The House of Juna (جُوڻا جو گهراڻو) was a Sindhi princely line of the Samma dynasty, descended from and named after Jam Juna I, Sultan of Sindh. The House of Juna ruled Sindh Sultanate from 1352 to 1389, and again from 1412 to 1454.

==History==
The Samma dynasty was divided into two branches, the House of Unar and the House of Juna. After the death of Jam Unar I, his son Jam Banbina II and brother Jam Juna I ruled Sindh jointly as diarchs, this is supported by contemporary letters of the Multan governor Insha i Mahru. During their reign, Firuz Shah Tughlaq invaded Sindh and later appointed Jam Tamachi and Jam Juna I’s son Jam Togachi as rulers. This diarchic arrangement ended in 1371 when Jam Juna I established himself as sole monarch.
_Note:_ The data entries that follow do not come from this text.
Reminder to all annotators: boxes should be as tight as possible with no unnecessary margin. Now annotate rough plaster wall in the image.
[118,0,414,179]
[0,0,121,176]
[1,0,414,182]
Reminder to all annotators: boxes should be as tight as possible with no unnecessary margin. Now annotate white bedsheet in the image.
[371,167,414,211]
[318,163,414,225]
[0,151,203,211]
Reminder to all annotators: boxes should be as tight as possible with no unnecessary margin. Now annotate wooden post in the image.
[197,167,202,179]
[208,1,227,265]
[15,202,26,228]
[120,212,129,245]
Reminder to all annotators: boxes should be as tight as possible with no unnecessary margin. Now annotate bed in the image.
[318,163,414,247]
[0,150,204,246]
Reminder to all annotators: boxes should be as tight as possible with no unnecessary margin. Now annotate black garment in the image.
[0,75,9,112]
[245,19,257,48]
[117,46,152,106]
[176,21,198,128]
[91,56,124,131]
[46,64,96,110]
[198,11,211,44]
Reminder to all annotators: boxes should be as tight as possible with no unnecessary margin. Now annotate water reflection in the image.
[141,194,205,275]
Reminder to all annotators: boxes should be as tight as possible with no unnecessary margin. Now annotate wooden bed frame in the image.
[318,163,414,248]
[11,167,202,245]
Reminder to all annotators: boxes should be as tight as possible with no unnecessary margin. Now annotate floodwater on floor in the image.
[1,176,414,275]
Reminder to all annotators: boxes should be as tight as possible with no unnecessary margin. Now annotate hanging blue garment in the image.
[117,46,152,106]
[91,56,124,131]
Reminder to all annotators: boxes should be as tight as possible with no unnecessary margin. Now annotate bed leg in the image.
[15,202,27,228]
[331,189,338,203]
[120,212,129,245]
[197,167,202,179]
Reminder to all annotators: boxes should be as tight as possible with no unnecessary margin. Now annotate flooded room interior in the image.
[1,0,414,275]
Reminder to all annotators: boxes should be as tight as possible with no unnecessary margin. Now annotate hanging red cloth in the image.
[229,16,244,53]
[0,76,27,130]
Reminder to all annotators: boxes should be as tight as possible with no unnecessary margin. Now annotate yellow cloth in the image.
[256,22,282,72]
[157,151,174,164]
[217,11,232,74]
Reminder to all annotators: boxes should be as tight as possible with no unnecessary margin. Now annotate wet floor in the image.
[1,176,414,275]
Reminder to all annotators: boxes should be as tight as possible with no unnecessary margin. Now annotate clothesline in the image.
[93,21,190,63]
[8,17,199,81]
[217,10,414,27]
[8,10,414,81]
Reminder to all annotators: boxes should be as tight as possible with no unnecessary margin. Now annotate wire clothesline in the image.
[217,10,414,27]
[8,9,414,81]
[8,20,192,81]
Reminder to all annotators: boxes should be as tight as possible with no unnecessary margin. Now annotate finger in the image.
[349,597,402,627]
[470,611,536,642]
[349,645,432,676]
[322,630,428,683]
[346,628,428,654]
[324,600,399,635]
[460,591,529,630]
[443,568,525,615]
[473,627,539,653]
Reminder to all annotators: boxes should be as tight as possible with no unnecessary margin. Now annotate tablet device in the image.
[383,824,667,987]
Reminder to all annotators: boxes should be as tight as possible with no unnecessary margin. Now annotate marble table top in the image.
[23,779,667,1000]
After Jam Juna I’s death, the House of Unar regained the throne and jailed members of House of Juna. Later, Jam Togachi’s son, Jam Karan killed Jam Ali Sher of the House of Unar and seized power, but he was killed two days after his ascension by the nobles and his own nephew Jam Fateh Khan. Jam Togachi’s other son Jam Sikandar I then came to power, followed by his sons Jam Fateh Khan and Jam Tughlaq. Jam Tughlaq strengthened ties with the Gujarat Sultanate by marrying his two daughters into the Muzaffarid family. After his death, his vizier Jam Mubarak briefly seized the throne, but was executed by Jam Sikandar II. Jam Sikandar II, noted as a patron of philosophy and religion, died about a year and a half later without an heir. The throne then passed to Jam Sanjar of the House of Unar, who ruled until the end of the dynasty. Today, the descendants of Jam Juna I are known as Juneja.